[Form 4] AEye, Inc. Insider Trading Activity
AEye, Inc. (LIDR) director Luis Dussan reported open-market sales reducing his holdings. On 08/22/2025 he sold 38,900 shares of common stock in multiple trades at a weighted average price of $2.6581 per share. After the reported sale he beneficially owns 199,932 shares indirectly through the Luis Dussan Trust A U/A/D 5/18/2022, plus other trust holdings including a 30,000-share interest in the Jennifer Dussan Trust and 12,402 shares in the Luis Carlos Dussan Family Trust. The Form 4 was signed by power of attorney on 08/25/2025 and includes customary disclaimers about indirect ownership.
- Timely disclosure of insider sales on Form 4 with transaction details and explanatory footnotes
 - Continued indirect ownership through the Luis Dussan Trust (199,932 shares) indicates ongoing stake alignment
 
- Insider sale of 38,900 shares at a weighted average price of $2.6581, which reduces the reporting person’s direct holdings
 - Large portion of holdings are held indirectly in trusts, which may limit transparency on voting intent
 
Insights
TL;DR: A director executed routine open-market sales reducing his indirect stake; transaction appears non-accelerative and disclosed on Form 4.
The sale of 38,900 shares at a weighted average of $2.6581 is a straightforward Section 16 disclosure of insider transactions. The holdings post-transaction remain concentrated in related trusts, indicating continued indirect exposure. There is no information in this filing of any Rule 10b5-1 plan or of transactions tied to company-specific material events. For investors, this is a routine insider sale disclosure rather than evidence of company-altering developments.

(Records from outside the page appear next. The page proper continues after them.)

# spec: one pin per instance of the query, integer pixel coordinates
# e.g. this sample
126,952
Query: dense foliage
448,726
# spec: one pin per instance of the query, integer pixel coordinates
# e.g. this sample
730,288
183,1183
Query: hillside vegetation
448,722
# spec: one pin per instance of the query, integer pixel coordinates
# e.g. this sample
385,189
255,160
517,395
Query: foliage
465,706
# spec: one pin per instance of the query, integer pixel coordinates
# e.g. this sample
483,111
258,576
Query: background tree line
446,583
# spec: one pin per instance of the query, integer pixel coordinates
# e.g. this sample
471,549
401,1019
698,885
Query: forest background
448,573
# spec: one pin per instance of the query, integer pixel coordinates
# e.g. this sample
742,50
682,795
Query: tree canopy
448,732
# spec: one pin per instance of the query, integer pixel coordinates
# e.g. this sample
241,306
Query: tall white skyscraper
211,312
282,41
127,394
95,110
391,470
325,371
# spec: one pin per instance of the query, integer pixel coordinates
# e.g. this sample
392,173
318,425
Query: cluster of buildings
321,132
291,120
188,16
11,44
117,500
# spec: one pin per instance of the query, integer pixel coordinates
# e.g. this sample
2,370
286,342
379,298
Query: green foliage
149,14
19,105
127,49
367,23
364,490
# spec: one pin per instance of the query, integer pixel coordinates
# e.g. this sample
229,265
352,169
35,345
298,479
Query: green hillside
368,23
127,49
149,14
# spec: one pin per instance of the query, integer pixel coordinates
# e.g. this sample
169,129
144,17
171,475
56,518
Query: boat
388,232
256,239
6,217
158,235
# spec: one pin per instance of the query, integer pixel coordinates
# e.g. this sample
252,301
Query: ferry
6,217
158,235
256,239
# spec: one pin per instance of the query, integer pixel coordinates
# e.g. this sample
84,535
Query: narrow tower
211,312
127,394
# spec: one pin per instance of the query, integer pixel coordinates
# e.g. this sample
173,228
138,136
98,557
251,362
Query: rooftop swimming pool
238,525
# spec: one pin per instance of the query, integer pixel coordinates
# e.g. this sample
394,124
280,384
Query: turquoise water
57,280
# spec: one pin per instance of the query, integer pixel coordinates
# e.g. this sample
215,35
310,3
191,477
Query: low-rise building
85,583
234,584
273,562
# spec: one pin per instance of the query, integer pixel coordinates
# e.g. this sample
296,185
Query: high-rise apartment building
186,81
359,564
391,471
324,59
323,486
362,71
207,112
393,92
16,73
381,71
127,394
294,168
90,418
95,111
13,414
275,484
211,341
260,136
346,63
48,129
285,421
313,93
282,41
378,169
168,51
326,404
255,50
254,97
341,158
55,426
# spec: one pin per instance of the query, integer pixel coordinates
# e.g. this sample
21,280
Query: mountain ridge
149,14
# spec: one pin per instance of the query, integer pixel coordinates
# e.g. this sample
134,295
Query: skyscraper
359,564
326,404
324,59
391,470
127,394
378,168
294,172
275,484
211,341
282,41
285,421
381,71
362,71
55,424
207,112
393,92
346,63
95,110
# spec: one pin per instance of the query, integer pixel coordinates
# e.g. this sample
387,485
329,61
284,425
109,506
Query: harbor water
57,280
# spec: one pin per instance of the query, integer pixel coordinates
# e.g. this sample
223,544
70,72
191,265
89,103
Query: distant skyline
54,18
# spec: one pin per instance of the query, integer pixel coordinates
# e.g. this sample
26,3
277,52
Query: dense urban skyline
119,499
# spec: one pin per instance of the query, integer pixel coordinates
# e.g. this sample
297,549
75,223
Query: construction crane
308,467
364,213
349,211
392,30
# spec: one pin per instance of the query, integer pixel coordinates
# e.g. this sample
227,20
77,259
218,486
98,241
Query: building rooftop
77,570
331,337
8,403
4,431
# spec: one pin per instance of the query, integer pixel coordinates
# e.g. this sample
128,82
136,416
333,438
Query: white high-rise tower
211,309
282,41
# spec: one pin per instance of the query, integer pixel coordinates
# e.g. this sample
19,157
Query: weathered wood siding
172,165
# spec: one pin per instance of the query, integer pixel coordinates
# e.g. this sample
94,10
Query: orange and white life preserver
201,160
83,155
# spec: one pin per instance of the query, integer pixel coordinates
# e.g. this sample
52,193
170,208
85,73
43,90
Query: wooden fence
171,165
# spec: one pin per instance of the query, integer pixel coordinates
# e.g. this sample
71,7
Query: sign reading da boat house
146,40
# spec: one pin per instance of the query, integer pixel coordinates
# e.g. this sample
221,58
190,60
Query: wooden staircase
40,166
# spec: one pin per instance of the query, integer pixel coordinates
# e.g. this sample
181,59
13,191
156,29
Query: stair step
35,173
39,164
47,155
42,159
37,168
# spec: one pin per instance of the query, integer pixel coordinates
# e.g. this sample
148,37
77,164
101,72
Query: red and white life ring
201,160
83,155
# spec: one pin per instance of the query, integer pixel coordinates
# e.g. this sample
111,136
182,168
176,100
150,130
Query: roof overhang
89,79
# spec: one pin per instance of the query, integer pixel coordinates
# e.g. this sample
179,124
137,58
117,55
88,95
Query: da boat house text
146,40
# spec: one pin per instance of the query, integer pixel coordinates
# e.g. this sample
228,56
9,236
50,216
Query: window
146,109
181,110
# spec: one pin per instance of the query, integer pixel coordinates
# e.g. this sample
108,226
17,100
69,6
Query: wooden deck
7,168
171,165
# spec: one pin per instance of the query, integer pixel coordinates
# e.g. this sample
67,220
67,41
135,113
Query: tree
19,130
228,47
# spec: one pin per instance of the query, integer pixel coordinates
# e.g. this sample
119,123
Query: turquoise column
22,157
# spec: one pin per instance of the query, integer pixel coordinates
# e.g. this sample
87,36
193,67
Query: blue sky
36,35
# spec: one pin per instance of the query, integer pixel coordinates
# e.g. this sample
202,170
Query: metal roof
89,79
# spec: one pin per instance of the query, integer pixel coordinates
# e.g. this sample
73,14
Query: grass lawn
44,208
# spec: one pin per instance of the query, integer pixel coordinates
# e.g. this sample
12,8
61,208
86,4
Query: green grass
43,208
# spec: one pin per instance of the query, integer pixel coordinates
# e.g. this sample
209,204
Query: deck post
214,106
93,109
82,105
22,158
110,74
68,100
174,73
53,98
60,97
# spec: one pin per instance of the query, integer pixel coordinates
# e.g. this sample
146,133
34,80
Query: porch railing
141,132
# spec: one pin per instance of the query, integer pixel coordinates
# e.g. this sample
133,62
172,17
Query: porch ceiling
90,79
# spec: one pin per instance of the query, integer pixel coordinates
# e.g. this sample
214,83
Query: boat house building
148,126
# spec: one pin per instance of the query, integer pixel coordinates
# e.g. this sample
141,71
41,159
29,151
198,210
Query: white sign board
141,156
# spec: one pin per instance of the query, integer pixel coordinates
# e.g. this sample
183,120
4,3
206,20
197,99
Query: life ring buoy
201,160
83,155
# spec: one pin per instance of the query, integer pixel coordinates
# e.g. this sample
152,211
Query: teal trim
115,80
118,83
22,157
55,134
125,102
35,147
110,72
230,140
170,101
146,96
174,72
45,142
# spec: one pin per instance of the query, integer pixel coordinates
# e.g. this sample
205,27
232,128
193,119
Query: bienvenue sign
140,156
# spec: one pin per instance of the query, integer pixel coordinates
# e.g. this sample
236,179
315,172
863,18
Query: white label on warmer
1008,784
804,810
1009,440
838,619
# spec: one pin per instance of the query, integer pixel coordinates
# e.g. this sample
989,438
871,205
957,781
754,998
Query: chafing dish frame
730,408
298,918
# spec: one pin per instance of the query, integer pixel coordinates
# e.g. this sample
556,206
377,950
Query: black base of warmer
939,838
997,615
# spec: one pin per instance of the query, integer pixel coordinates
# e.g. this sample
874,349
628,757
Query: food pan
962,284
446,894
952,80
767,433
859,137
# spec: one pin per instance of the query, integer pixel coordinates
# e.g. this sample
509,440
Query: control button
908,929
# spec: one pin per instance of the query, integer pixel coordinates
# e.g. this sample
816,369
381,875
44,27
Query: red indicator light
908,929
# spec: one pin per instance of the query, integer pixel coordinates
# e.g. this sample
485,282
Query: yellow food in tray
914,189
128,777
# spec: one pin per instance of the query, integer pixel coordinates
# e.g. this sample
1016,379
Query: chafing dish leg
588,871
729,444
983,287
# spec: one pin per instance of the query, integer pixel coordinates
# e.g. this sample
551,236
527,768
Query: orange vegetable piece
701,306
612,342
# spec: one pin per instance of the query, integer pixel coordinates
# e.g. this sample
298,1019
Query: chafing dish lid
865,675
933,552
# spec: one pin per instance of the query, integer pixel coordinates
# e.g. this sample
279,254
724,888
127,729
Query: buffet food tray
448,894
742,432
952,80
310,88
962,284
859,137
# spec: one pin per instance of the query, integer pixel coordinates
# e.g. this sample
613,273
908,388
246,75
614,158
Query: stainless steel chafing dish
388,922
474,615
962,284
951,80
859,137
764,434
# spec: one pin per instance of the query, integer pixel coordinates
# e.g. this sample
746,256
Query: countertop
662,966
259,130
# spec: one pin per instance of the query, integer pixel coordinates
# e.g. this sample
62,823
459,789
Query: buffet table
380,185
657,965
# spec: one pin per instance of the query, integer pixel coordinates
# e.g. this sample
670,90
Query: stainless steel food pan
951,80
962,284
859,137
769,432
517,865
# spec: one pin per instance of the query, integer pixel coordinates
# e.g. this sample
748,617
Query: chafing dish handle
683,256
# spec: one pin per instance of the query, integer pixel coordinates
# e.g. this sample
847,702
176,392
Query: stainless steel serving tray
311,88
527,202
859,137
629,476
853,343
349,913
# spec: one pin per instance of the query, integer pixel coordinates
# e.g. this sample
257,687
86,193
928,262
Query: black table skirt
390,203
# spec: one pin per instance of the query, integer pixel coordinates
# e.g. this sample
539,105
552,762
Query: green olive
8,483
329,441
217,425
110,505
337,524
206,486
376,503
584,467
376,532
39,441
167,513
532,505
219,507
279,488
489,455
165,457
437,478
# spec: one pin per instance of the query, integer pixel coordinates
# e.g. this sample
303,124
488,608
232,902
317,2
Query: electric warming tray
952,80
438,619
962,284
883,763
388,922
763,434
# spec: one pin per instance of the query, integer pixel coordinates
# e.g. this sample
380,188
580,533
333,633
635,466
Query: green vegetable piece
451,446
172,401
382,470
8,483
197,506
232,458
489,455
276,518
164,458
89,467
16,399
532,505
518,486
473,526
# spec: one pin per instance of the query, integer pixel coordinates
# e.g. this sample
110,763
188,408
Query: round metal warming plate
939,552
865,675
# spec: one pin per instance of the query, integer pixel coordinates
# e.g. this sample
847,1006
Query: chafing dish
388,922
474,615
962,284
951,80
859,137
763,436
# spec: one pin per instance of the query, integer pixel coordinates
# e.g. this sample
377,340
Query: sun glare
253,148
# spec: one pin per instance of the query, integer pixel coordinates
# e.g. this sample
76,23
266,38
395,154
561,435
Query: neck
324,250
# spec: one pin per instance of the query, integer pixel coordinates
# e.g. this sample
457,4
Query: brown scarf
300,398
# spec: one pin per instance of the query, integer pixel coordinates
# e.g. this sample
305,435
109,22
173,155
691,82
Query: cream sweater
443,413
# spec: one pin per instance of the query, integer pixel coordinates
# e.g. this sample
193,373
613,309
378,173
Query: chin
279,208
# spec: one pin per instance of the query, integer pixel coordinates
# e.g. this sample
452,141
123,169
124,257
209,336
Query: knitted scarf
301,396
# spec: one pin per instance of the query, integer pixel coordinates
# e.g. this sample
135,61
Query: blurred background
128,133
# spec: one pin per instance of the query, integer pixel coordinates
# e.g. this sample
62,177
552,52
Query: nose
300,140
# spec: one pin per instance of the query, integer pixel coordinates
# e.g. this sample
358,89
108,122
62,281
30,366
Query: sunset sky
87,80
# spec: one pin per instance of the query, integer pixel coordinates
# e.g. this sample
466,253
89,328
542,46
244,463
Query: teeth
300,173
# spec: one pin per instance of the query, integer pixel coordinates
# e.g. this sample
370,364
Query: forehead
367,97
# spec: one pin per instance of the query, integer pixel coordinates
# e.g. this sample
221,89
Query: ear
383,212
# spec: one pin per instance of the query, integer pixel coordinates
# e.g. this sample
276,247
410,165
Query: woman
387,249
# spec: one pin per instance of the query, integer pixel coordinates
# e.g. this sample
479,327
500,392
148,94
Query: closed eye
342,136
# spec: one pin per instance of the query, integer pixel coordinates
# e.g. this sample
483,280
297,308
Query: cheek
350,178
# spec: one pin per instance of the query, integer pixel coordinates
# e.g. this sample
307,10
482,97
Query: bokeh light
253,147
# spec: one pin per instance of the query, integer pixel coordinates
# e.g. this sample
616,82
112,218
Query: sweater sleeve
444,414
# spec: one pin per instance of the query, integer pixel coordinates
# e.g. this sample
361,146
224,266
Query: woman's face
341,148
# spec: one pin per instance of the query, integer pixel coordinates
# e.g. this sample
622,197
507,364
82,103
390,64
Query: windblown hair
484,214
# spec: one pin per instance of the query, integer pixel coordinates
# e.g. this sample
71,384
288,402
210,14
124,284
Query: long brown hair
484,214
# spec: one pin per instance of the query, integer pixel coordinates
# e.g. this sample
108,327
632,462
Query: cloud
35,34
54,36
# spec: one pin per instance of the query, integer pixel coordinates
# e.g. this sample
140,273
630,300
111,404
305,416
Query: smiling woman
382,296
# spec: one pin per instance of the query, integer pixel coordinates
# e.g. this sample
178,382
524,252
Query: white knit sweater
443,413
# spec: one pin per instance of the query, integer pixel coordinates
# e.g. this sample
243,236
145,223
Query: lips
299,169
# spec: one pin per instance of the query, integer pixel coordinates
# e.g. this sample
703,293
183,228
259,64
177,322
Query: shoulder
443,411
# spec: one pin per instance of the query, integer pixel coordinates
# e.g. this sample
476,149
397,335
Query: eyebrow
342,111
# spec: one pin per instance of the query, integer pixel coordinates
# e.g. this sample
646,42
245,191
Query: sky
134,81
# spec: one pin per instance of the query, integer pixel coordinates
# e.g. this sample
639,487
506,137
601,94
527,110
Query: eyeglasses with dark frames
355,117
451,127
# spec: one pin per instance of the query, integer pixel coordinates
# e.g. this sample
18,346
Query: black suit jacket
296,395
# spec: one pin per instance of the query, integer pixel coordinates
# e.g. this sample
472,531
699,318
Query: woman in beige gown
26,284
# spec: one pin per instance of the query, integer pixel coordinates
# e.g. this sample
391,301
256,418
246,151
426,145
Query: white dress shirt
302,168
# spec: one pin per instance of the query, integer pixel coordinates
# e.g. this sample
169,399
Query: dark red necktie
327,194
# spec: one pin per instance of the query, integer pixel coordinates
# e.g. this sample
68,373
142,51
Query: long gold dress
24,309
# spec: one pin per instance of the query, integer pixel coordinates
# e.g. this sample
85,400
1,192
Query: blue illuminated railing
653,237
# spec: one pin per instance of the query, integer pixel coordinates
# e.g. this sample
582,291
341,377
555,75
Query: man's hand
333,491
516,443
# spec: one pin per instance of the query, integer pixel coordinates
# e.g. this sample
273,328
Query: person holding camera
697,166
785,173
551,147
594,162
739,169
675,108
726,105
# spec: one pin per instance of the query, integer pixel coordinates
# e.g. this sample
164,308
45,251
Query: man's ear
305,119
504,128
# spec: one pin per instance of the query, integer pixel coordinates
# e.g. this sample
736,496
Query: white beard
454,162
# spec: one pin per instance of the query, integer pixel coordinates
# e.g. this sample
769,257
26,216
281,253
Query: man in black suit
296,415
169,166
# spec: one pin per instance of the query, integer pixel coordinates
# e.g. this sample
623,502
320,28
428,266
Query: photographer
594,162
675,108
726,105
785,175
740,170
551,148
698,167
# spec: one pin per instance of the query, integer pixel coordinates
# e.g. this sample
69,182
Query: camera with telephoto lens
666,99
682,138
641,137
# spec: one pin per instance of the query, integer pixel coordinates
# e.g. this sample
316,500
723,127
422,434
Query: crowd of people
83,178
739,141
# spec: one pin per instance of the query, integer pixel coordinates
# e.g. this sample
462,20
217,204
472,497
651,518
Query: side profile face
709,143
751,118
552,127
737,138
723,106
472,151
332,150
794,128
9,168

TL;DR: Disclosure is complete for the reported trades and identifies indirect ownership via trusts; no governance red flags are evident from this filing alone.
The Form 4 lists the reporting person as a director and specifies indirect ownership through multiple trusts with Trustee roles noted. The explanatory footnotes clarify affiliation and disclaimers of beneficial ownership where applicable, meeting Form 4 explanatory expectations. Absent additional context (e.g., coordinated sales by other insiders or material company news), the filing reflects routine insider liquidity rather than governance concerns.